Now if 'they' had made the claim that the device uses advanced predictive access metrics, based on prior accesses, in a window maybe 1 month long, and pre-fetches data not yet requested into a cache ... and then delivers that when dutifully requested milliseconds (or microseconds) later, well THAT would be quite an advance.
But as it stands, if 'the application is loaded to the data card', it also implies that the high-level coding gurus that actually wrote an application, would have to do quite a bit of recoding in order to have its mission-critical and time-sensitive parts to execute off-CPU.
Just saying...
GoatGuy -
SteveF-Pliops Hi GoatGuy,Reply
I work for Pliops and can clarify - the "applications" moved to the card are either:
Compression/packing/garbage collection/drive fail protection for block storage (think of it as a AFA controller on a PCIe card)
Storage engines like RocksDB are entirely offloaded.
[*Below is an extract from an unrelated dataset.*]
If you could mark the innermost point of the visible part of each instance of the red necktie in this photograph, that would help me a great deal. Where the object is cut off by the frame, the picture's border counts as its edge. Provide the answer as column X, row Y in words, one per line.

Storage engines are used in nearly all databases, analytics, software defined storage. If those use RocksDB as their storage engine, the Pliops device seamlessly replaces that function, allowing it to be removed from the host. If it is a different storage engine, some software changes are required.And these functions are available to the application via existing interfaces - NVMe for block or RocksDB API for KV.
On the Data Processor itself, a complete architecture is in place to manage these functions. It's not a code shift, but a function shift. As you point out, on the XDP these are not delivered via x86 code, but because it is a dedicated design, delivers the equivalent of hundreds of x86 cores of software for those key data/storage management functions. The XDP works with any SSD model including QLC and fits in any standard server. Hope that helps!